"Peremajaan" anggota DPR  melalui pembatasan masa jabatannya menjadi sangat penting untuk kehidupan berbangsa dan bernegara di masa yang akan datang karena waktu itu berubah dan kita berubah dalam waktu. Mungkin masih dominan anggota DPR yang  berasal dari generasi baby boomer (1946-1964) dan generasi baby bust (1965-1980) yang berkharakter, berkomitmen, terstruktur, loyal, berorientasi pada karier, fleksibel, dan problem solver.
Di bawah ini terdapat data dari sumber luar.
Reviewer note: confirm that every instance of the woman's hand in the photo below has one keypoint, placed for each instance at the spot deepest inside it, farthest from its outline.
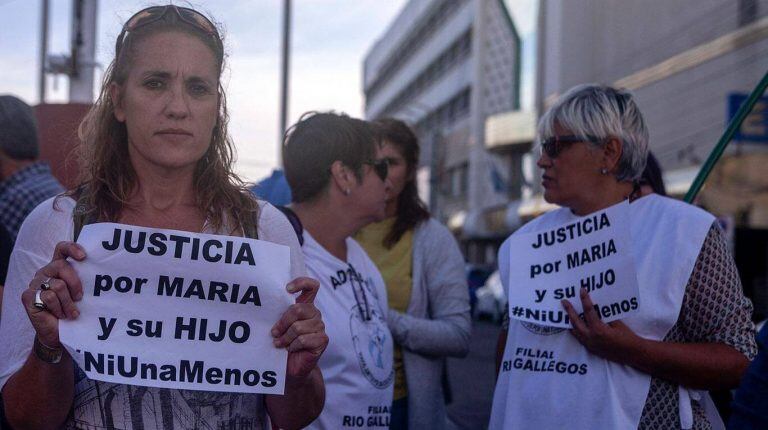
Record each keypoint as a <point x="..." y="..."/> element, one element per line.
<point x="301" y="329"/>
<point x="613" y="341"/>
<point x="59" y="288"/>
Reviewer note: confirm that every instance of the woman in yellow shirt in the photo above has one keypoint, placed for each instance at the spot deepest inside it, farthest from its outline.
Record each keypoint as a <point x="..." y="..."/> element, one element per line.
<point x="428" y="297"/>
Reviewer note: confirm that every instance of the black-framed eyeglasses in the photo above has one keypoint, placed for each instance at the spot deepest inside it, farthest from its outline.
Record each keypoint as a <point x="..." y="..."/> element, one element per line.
<point x="380" y="166"/>
<point x="554" y="145"/>
<point x="156" y="13"/>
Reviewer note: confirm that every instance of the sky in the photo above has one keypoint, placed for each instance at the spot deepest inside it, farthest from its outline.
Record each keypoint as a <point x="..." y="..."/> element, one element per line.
<point x="329" y="41"/>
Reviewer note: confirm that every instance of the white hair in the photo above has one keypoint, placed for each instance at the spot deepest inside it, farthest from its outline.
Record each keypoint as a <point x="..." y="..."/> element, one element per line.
<point x="602" y="112"/>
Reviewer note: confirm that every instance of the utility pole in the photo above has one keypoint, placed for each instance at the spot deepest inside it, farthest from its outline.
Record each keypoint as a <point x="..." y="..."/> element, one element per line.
<point x="83" y="48"/>
<point x="285" y="70"/>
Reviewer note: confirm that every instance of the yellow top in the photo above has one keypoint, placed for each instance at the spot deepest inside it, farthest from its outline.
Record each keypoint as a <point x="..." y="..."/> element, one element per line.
<point x="396" y="267"/>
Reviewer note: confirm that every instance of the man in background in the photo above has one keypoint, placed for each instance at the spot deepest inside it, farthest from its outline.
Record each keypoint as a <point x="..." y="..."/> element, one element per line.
<point x="25" y="182"/>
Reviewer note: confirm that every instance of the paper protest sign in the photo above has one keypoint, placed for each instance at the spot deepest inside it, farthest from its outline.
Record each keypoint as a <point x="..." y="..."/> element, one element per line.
<point x="172" y="309"/>
<point x="550" y="265"/>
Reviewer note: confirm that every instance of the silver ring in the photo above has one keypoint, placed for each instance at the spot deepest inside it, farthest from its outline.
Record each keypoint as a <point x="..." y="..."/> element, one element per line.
<point x="38" y="304"/>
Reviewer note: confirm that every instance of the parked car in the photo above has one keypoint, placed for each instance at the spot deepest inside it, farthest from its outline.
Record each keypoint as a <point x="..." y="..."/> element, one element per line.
<point x="491" y="300"/>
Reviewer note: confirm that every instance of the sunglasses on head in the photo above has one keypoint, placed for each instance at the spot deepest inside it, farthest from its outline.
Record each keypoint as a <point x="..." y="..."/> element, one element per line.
<point x="156" y="13"/>
<point x="554" y="145"/>
<point x="381" y="167"/>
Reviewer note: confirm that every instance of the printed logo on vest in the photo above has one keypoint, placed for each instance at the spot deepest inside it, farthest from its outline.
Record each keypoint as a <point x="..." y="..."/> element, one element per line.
<point x="370" y="339"/>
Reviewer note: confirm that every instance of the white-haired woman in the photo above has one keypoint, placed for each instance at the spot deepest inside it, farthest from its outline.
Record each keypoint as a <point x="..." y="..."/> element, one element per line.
<point x="692" y="330"/>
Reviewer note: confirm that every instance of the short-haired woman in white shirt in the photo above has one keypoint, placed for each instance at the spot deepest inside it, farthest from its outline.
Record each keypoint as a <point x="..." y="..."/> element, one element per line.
<point x="339" y="182"/>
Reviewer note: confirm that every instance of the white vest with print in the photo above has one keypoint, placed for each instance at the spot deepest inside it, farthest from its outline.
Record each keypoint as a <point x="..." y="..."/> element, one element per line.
<point x="548" y="380"/>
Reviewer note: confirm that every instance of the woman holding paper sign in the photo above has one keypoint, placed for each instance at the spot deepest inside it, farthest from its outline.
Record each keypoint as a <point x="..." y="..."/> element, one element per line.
<point x="156" y="154"/>
<point x="338" y="180"/>
<point x="692" y="330"/>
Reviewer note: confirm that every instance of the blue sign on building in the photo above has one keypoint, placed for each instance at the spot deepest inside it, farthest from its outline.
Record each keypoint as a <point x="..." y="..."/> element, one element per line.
<point x="754" y="129"/>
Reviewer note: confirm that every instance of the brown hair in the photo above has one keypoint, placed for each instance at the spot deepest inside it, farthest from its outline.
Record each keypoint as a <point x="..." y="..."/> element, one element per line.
<point x="411" y="211"/>
<point x="103" y="151"/>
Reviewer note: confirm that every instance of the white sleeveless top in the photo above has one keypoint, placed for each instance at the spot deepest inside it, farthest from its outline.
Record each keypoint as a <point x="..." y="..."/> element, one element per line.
<point x="548" y="380"/>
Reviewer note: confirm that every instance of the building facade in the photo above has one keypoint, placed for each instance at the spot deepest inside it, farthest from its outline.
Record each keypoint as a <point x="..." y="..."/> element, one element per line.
<point x="444" y="67"/>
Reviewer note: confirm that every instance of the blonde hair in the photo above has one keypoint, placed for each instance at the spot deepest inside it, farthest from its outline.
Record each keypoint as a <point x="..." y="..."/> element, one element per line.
<point x="109" y="180"/>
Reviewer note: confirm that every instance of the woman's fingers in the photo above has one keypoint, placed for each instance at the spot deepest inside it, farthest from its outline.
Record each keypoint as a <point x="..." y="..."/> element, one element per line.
<point x="309" y="342"/>
<point x="308" y="288"/>
<point x="578" y="324"/>
<point x="295" y="312"/>
<point x="66" y="249"/>
<point x="298" y="329"/>
<point x="590" y="314"/>
<point x="63" y="271"/>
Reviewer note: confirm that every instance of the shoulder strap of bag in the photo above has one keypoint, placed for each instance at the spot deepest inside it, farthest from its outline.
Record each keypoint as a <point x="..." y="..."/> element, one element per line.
<point x="82" y="215"/>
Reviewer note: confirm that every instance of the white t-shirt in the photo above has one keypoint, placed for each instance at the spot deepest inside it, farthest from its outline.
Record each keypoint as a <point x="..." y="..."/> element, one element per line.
<point x="105" y="405"/>
<point x="549" y="380"/>
<point x="357" y="365"/>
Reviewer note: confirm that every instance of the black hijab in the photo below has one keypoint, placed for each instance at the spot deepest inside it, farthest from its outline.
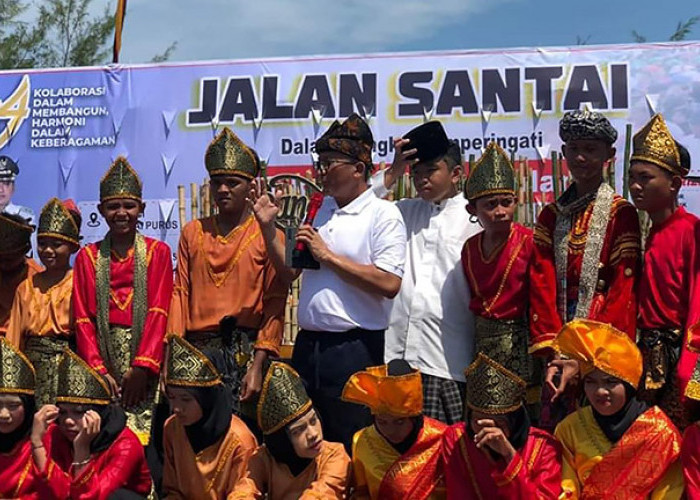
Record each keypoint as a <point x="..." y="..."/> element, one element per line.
<point x="113" y="421"/>
<point x="9" y="441"/>
<point x="217" y="408"/>
<point x="614" y="426"/>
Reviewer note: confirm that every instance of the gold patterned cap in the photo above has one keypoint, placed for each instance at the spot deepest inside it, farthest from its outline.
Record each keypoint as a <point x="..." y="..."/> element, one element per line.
<point x="492" y="388"/>
<point x="78" y="383"/>
<point x="228" y="155"/>
<point x="655" y="144"/>
<point x="57" y="221"/>
<point x="282" y="399"/>
<point x="15" y="234"/>
<point x="16" y="372"/>
<point x="121" y="181"/>
<point x="188" y="366"/>
<point x="492" y="174"/>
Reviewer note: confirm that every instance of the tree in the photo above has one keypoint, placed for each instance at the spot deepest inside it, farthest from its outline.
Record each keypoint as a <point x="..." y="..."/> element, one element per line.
<point x="63" y="33"/>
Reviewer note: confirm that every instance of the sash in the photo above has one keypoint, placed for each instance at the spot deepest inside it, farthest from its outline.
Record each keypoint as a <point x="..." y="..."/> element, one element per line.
<point x="637" y="462"/>
<point x="139" y="302"/>
<point x="416" y="473"/>
<point x="595" y="238"/>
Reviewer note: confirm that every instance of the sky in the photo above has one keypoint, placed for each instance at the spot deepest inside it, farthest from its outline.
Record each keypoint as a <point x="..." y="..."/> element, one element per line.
<point x="234" y="29"/>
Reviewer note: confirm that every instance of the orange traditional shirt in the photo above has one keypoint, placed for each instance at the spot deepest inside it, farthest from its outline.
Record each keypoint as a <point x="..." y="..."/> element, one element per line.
<point x="7" y="293"/>
<point x="499" y="282"/>
<point x="159" y="275"/>
<point x="213" y="472"/>
<point x="41" y="311"/>
<point x="614" y="298"/>
<point x="325" y="477"/>
<point x="227" y="275"/>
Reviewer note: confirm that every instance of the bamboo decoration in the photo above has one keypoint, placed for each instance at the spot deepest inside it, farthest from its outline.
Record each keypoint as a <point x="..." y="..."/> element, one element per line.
<point x="194" y="202"/>
<point x="628" y="153"/>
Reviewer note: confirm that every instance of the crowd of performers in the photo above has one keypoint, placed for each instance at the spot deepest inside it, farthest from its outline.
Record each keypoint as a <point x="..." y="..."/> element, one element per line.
<point x="444" y="350"/>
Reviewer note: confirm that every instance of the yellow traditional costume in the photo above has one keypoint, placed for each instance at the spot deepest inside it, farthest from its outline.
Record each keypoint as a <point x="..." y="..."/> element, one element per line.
<point x="644" y="461"/>
<point x="380" y="470"/>
<point x="205" y="459"/>
<point x="282" y="401"/>
<point x="41" y="320"/>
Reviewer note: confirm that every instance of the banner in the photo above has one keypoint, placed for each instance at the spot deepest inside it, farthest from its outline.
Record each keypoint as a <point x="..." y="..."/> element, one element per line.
<point x="65" y="126"/>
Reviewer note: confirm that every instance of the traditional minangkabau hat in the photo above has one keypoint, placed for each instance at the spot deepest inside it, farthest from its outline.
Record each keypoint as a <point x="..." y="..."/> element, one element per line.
<point x="492" y="174"/>
<point x="586" y="125"/>
<point x="431" y="141"/>
<point x="16" y="372"/>
<point x="8" y="169"/>
<point x="282" y="399"/>
<point x="382" y="393"/>
<point x="121" y="181"/>
<point x="655" y="144"/>
<point x="188" y="366"/>
<point x="57" y="221"/>
<point x="352" y="138"/>
<point x="599" y="345"/>
<point x="492" y="388"/>
<point x="228" y="155"/>
<point x="15" y="234"/>
<point x="80" y="384"/>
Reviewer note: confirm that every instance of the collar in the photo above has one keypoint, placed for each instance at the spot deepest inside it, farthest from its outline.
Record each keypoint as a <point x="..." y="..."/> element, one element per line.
<point x="357" y="205"/>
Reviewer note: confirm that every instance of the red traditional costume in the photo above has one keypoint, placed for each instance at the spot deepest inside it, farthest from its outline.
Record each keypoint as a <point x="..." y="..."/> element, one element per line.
<point x="14" y="238"/>
<point x="669" y="302"/>
<point x="690" y="457"/>
<point x="644" y="461"/>
<point x="499" y="282"/>
<point x="118" y="464"/>
<point x="470" y="472"/>
<point x="121" y="303"/>
<point x="380" y="471"/>
<point x="587" y="251"/>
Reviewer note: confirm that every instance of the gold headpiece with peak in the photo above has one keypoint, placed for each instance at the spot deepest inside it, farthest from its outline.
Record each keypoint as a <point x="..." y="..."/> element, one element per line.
<point x="228" y="155"/>
<point x="121" y="181"/>
<point x="492" y="174"/>
<point x="14" y="235"/>
<point x="398" y="395"/>
<point x="282" y="399"/>
<point x="80" y="384"/>
<point x="56" y="221"/>
<point x="16" y="372"/>
<point x="188" y="366"/>
<point x="654" y="144"/>
<point x="492" y="388"/>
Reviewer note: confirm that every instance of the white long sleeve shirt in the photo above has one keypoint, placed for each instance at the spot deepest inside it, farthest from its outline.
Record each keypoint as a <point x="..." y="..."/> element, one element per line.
<point x="431" y="326"/>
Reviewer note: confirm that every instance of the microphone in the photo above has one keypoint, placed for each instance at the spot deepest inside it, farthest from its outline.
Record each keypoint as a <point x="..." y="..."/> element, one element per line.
<point x="301" y="255"/>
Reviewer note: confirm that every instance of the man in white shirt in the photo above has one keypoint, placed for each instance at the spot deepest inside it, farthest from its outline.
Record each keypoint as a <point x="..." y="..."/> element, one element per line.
<point x="431" y="325"/>
<point x="360" y="242"/>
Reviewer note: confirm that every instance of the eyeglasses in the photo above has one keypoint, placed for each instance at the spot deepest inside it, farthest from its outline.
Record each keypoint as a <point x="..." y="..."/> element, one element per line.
<point x="325" y="166"/>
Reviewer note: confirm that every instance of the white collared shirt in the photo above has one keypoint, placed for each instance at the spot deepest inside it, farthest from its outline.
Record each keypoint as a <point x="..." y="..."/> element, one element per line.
<point x="431" y="326"/>
<point x="367" y="231"/>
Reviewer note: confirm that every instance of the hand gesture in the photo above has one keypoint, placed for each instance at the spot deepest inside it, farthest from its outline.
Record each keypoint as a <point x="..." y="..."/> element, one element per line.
<point x="90" y="428"/>
<point x="567" y="368"/>
<point x="314" y="242"/>
<point x="492" y="436"/>
<point x="46" y="415"/>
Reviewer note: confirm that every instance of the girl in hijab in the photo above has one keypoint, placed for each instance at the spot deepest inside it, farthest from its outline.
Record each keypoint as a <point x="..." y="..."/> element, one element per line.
<point x="495" y="452"/>
<point x="617" y="447"/>
<point x="16" y="413"/>
<point x="295" y="461"/>
<point x="92" y="454"/>
<point x="398" y="457"/>
<point x="206" y="447"/>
Namun karena zaman telah berubah, regenerasi sumber daya kekuasaan perlu diekstafetkan kepada generasi milenial atau generasi Y (1981-1996) dan generasi Z (1997-2012). Â
Jabatan Amanah
Sesungguhnya, jabatan yang diperoleh melalui proses politik pemilu atau pemilukada adalah jabatan amanah. Artinya, jabatan yang diemban oleh anggota DPR, misalnya,  merupakan jabatan titipan karena masyarakat bangsa Indonesia menitipkan harapan akan kebenaran dan kebaikan kehidupannya. Harapan itu dibangun oleh kepercayaan  akan kejujuran, integritas, dan loyalitas untuk membangun kesejahteraan dan keadilan sosial bagi seluruh rakyat Indonesia.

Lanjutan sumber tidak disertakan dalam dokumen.